During simulation the refractive index of hydrogen is assumed to be 1.00014.48 The wavelength shift in this case is 17 nm and the change in intensity of the reflectance minimum mode is 0.048 (see Fig. S3 in the ESI† for more details). The electromagnetic power loss density (W m−3) associated with the AZO nanotube unit cell for plane incident waves is shown in Fig. 3b at 1100 nm, which is one of the reflection minimum modes in the theoretical reflectance spectra of AZO nanotubes shown in Fig. 3a. Here, it is clear that the optical loss is concentrated mostly within the AZO nanotubes. The light absorption in the AZO tube layer suggests that the AZO tubes' absorption properties can be significantly modified by the environmental conditions. The simulated electric field profile of the same unit cell at the wavelength of 1100 nm is shown in Fig. 3c and depicts the high electric field enhancement near the surface of AZO nanotubes, useful for the detection of any changes of the AZO nanotubes' optical properties.

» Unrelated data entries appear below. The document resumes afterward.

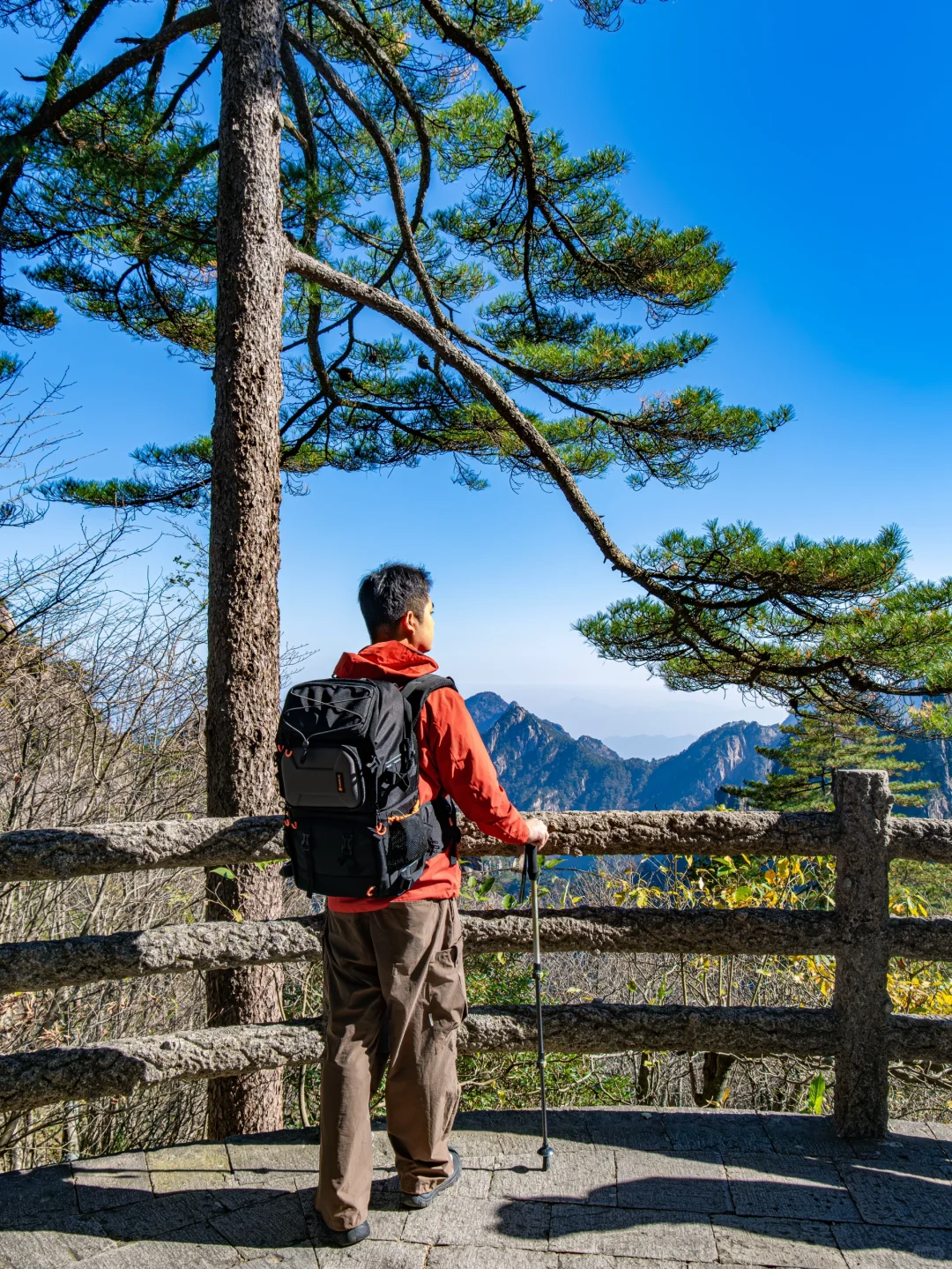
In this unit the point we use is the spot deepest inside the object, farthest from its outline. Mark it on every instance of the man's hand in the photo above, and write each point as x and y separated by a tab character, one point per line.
538	832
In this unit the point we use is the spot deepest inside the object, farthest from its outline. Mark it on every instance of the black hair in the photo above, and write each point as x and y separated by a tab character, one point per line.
390	592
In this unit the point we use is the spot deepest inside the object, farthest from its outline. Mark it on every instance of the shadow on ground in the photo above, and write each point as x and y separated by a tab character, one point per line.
755	1190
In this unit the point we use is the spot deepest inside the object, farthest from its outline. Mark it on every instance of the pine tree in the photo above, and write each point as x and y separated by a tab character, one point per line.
442	271
818	743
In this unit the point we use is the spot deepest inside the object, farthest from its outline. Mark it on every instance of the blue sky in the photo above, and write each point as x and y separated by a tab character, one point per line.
813	140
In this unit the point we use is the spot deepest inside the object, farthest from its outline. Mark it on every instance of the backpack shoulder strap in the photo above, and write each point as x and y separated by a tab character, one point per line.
416	691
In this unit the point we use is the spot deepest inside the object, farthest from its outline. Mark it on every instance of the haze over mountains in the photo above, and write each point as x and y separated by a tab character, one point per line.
546	769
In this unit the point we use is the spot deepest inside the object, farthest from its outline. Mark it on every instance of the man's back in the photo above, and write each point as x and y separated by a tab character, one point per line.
453	760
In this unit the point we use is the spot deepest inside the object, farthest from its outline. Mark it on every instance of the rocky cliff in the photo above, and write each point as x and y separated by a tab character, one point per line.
546	769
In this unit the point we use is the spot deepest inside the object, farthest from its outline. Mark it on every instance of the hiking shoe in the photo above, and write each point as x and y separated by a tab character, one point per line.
343	1237
426	1199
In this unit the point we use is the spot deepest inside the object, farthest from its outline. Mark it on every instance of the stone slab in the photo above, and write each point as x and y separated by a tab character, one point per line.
629	1130
263	1153
942	1132
717	1130
803	1190
199	1156
570	1260
573	1176
913	1196
627	1232
194	1248
25	1196
769	1242
805	1135
112	1180
682	1182
158	1217
373	1255
264	1228
288	1258
520	1131
61	1240
480	1258
488	1223
889	1246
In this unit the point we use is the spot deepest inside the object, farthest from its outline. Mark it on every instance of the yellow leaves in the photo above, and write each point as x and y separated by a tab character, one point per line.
919	989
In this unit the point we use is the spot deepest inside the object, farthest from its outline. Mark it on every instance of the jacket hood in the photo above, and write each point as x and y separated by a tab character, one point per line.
388	660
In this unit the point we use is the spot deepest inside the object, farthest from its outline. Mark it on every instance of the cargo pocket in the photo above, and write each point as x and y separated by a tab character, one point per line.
446	991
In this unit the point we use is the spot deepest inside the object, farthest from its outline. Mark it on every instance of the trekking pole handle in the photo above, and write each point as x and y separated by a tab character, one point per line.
532	861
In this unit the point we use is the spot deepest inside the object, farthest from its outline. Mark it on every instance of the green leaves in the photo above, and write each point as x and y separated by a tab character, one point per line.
838	622
816	743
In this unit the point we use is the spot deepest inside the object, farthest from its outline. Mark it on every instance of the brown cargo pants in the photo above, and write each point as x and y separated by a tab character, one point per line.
393	991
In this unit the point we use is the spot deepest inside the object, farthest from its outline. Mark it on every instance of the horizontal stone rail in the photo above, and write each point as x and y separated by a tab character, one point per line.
51	855
48	963
859	1029
121	1067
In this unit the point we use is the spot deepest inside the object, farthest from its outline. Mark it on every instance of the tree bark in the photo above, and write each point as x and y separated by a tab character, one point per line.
243	552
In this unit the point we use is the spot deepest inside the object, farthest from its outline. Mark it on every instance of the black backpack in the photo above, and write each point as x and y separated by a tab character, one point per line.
347	765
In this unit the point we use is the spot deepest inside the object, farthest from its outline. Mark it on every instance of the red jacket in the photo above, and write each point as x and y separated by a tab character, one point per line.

Here it is worth mentioning that AZO solid nanopillars are seen to not respond to H2 gas both experimentally and theoretically. The computational gas sensing response is shown in Fig. S4† and the experimental response is given in Fig. S5.†
Hydrogen sensing by AZO nanotubes
We study the spectral shift, Δλ, for different hydrogen concentrations. Fig. 4a shows the response of the AZO nanotube system to 0.7% H2 gas at ϕ = 45° over a wavelength range of λ = 300–1500 nm. This plot shows that for a particular measurement angle the wavelength shift, Δλ, is larger for longer wavelengths, giving higher sensitivity. For example, for ϕ = 45°, the wavelength shift of the reflectance minima around λ = 900 nm is Δλ = 0 nm, while the reflectance minima at λ = 1126 nm shift by Δλ = 2.6 nm for 0.7% H2 gas. Depending on the angle of incidence for measurement, the sensitivity can also be tuned. More detailed information about the dependence of wavelength shift and sensitivity on the measurement angle variation is given in the ESI (Fig. S6†). We note that for longer wavelengths the fluctuation in reflectance increases due to Fabry–Perót interference originating from the PMMA window of the microfluidic channel, which can be observed in Fig. S7.† Taking these factors into account, here we focus on the reflection minima around a 1100 nm wavelength for hydrogen sensing.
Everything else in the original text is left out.